Chest computed tomography (CT) based analysis and diagnosis of the Coronavirus Disease 2019 (COVID-19) plays a key role in combating the outbreak of the pandemic that has rapidly spread worldwide. To date, the disease has infected more than 18 million people with over 690k deaths reported. Reverse transcription polymerase chain reaction (RT-PCR) is the current gold standard for clinical diagnosis but may produce false positives; thus, chest CT based diagnosis is considered more viable. However, accurate screening is challenging due to difficulty in annotation efforts of infected areas, curation of large datasets, and the slight discrepancies between COVID-19 and other viral pneumonia. In this study, we propose an attention-based end-to-end weakly supervised framework for the rapid diagnosis of COVID-19 and bacterial pneumonia based on multiple instance learning (MIL). We further incorporate unsupervised contrastive learning for improved accuracy with attention applied both in spatial and latent contexts, herein we propose Dual Attention Contrastive based MIL (DA-CMIL). DA-CMIL takes as input a several patient CT slices (considered as a bag of instances) and outputs a single label. Attention based pooling is applied to implicitly select key slices in latent space, and spatial attention learns slice spatial context for interpretable diagnosis. A contrastive loss is applied at the instance level to encode similarity in features from the same patient against pooled patient features. Empirical results show our algorithm achieves an overall accuracy of 98.6% and an AUC of 98.4%. Moreover, ablation studies show the benefit of contrastive learning with MIL.

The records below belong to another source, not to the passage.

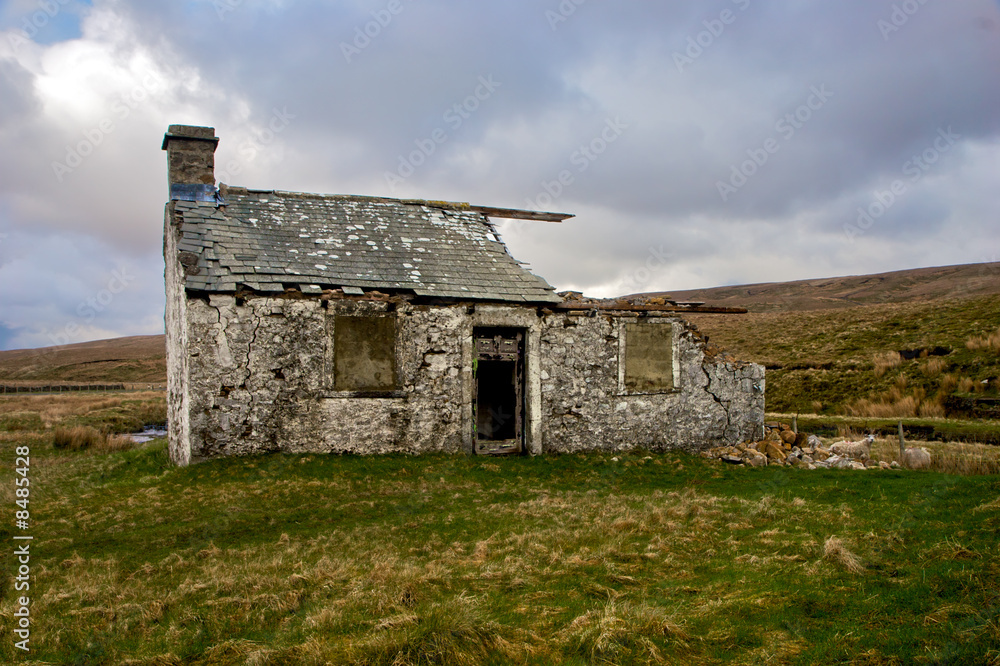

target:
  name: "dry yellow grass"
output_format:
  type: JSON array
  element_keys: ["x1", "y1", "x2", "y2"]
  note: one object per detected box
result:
[
  {"x1": 0, "y1": 391, "x2": 162, "y2": 426},
  {"x1": 938, "y1": 374, "x2": 959, "y2": 394},
  {"x1": 823, "y1": 537, "x2": 864, "y2": 574},
  {"x1": 847, "y1": 377, "x2": 949, "y2": 418},
  {"x1": 848, "y1": 396, "x2": 919, "y2": 418},
  {"x1": 99, "y1": 433, "x2": 138, "y2": 452},
  {"x1": 52, "y1": 425, "x2": 106, "y2": 450},
  {"x1": 873, "y1": 351, "x2": 903, "y2": 377},
  {"x1": 966, "y1": 327, "x2": 1000, "y2": 352},
  {"x1": 559, "y1": 600, "x2": 691, "y2": 663},
  {"x1": 924, "y1": 357, "x2": 948, "y2": 376},
  {"x1": 869, "y1": 438, "x2": 1000, "y2": 475},
  {"x1": 52, "y1": 425, "x2": 135, "y2": 452},
  {"x1": 22, "y1": 478, "x2": 828, "y2": 664}
]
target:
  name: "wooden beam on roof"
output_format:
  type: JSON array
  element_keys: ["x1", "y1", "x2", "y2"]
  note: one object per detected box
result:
[
  {"x1": 397, "y1": 198, "x2": 573, "y2": 222},
  {"x1": 554, "y1": 301, "x2": 748, "y2": 314},
  {"x1": 468, "y1": 205, "x2": 574, "y2": 222}
]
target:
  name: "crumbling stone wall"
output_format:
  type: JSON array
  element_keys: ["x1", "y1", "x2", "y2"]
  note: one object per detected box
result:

The coronavirus disease 2019 , first recognized in Wuhan, China has spread to a global scale infecting millions and causing death to hundreds of thousands. As of August, 2020 infections surpassed 18 million, with reported deaths reaching over 690,000 globally. Caused by severe acute respiratory syndrome coronavirus 2 (SARS-CoV-2), COVID-19 is highly contagious with crease the risk of spreading the infection. As an easy non invasive imaging alternative, chest computed tomography (CT) is viable for fast diagnosis Ai et al. (2020) . It can detect key imaging characteristics manifested in infected areas such as ground glass opacity (GGO), multifocal patchy consolidation and/or bilateral patchy shadows Wang et al. (2020a) . However, image characteristics between COVID-19 and other pneumonia types may possess similarities, making accurate diagnosis challenging. Also, automated screening sensitivity is limited and not on par with radiologist level performance Wang et al. (2020b) . Therefore, there is an urgent need to improve and/or develop robust screening methods based on chest CT.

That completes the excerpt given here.